CSED 516: Reading Assignments Schedule, Fall 2021

Please do not repost or otherwise distribute the materials available from this website. Some material is available freely on the web, other is behind a paywall, other is private and we only have permission to use the material in class, not distribute.

All reviews are due before the beginning of the lecture. There are no late days for paper reviews.

October 12. Review 1

Submit your review here.

What goes around Read sections 1-5 and 10. The other sections are not recommended and we will not discuss them in class.
A Case Against SQL

Some suggested topics for discussion in your review:

What is physical and logical data independence?
Briefly compare data independence in IMS, Codasyl, and the relational model.
Speculate what led to the decline of IMS / Codasyl and rise of the relational model.
Explain briefly three peculiar behaviors of SQL

October 19. Review 2

Submit your review here.

How good are they?

This is a very good paper; I recommend reading it entirely. We will discuss several aspects of this paper in class.

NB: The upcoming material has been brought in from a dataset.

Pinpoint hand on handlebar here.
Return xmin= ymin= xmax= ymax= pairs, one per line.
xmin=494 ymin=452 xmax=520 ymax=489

For those interested in additional information: this video describes the optimizer of SQL Server, which some consider to be the best in industry.

October 26. Review 3

Submit your review here.

Jeffrey Dean and Sanjay Ghemawat. MapReduce: Simplified Data Processing on Large Clusters. OSDI'04.
- Read only sections 1,2,3
D. DeWitt and M. Stonebraker. Mapreduce – a major step backward. In Database Column (Blog), 2008.
Ashish Thusoo et al: Hive - a petabyte scale data warehouse using Hadoop. ICDE 2010: 996-1005.
- Read sections 1, 2, and skim through section 4 (focus on the optimizations)

November 2. Review 4

Submit your review here.

M. Zaharia et al. Resilient distributed datasets: A fault-tolerant abstraction for in-memory cluster computing. In NSDI, 2012
McSherry Scalability, but at what cost?

November 9. Review 5

Submit your review here.

Anurag Gupta, et al.Amazon Redshift and the Case for Simpler Data Warehouses. In Proceedings of the 2015 ACM SIGMOD International Conference on Management of Data (SIGMOD '15).
- Skim over the paper (it's very high level)
- Suggested discussion points: What does an redshift cluster consist of? What types of data partition does redshift support? (We will discuss these in detail in a later lecture, but it's easy to imagine what they do.) What was the key metric for the redshift design team? How long (seconds or minutes) did it typically take to launch a redshift cluster?
Dageville et al, The Snowflake Elastic Data Warehouse. SIGMOD Conference 2016: 215-226.
- Read sections 1,2,3, skim over 4, and read sec. 6
- Suggested discussion topics:
  - What is elasticity, why is it important, and how is it supported in Snowflake?
  - How is data storage handled in Snowflake, and why? What would have been the alternatives?
  - How are worker failures handled in Snowflake? How does this compare to MapReduce?
  - How does snowflake handle semistructure data?

November 16. Review 6

Submit your review here.

BigQuery (dremel)

This paper has lots of important information; please read carefully. Some useful things to know, and some suggestions for questions discussion topics:

The "Protocol Buffer" is Google's proprietary data format, very similar to JSon; wherever you read "protocol buffer" imagine "JSon" instead.
At some point in its history, Dremel moved from local storage (on the local disk) to disaggregated storage (in GFS). What happened when dremel first did that, and why?
What is "serverless computing" and where did it originate?
Is the query plan cost estimation in Dremel better, or worse than in traditional Relational Database Management Systems (RDBMS)?
All modern relational engines need to offer support for JSon or related data formats. This is challenging, since in JSon we can write nested collections, while the relational data model requires data to be in 1st normal form (1NF). Dremel allows for the data to be nested (hence Non-1NF, or NFNF), and uses a clever encoding to represent nested data. The original encoding is shown in Fig. 6, and it's rather difficult to understand; you don't need to spend too much time trying to understand it. They now switched to the new encoding in Fig. 7, which is much easier to understand.

November 23. Review 7

Submit your review here.

The Design and Implementation of Modern Column-Oriented Database Systems.
- Read sections 1, 2, skim over Sec. 3
- Read sections 4.1, 4.4., 4.5

Suggested discussion points:

What are the differences between column and row oriented data stores?
Discuss at least one technique from Section 4.
What are column stores good for?